Ali Smith is in the big league now with this latest novel, up for all the prizes. For some reason, the blurb inside the cover slightly put me off- it makes the book seem much more obscure and arrogant than is actually the case.
A young woman appears at the holiday home of an affluent, middle-class family; he is a lecherous lecturer, constantly shagging students for grades, and she is a writer, recreating the afterlives of real people who have been dead for some time. Their children (well, hers) are a boy who has caused a schoolgirl's suicide, and a girl who films everything. Into this peculiar and tense environment comes Amber, the stranger. She's described as slightly rough, she sleeps in her car, she doesn't actually ever say who she is or why she's there, but each member of this dysfunctional family are drawn to her, sexually or emotionally, until their lives started to individually unravel and eventually implode.
The structure of the book is as interesting as its characters; interior monologues are spliced together oddly with the narrative, and it's never clear whose voice is telling the story; or who Amber really is, or why she comes- and goes. I found myself constantly looking for clues, and at the end, trying to re-read the book and find answers, but this is testament to Smith's ability to hold the reader in a tangled web for so long. The writing is very fine, if not the gut-wrenching prose of earlier writing Hotel World, which won her so many fans. This feels like a very grown-up novel- and there's nothing wrong with that, but somehow it left me ever so slightly disatisfied, like eating something from Pret A Manger... if you know what I mean. You know it's been good for you, and you've enjoyed it, but what, exactly, is missing?

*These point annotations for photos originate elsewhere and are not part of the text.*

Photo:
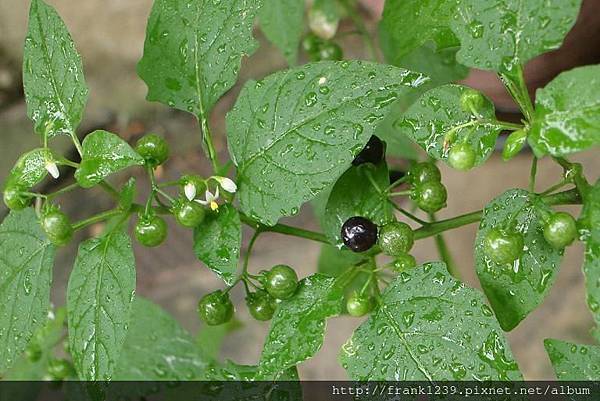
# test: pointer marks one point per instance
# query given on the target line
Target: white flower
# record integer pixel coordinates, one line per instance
(211, 199)
(52, 169)
(189, 190)
(226, 183)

You're obviously far more literary than I am, Anna! I couldn't bear it and had to give up, for my sanity's sake, by p20!...
==:O
A
xxx
I am replying to this a bit late, I realise, but have only just joined, which is why.
I, too, am mystified by what is 'wrong' with this novel. I mean, it's great writing and it's structurally unique, etc etc. It irritated me at times because of its insistence on 'literariness' - ie the man who is an English professor - because I do recoil from the pain-in-the-arse over-educated English Literature graduates (of which I am one) who write only for other pain-in-the-arse English graduates. But overall, I did like it.
However. It did not move me. Partly, I wonder whether this is because the characters, although great and vividly drawn, are all essentially unlikeable. Ultimately, I didn't give a toss what happened to them, and if the English professor man or any of his family had met with a tragic end, I probably would have thought, 'Oh, well.'
I think I found it bereft of emotion, or that genuine emotion was second in importance to Being Clever.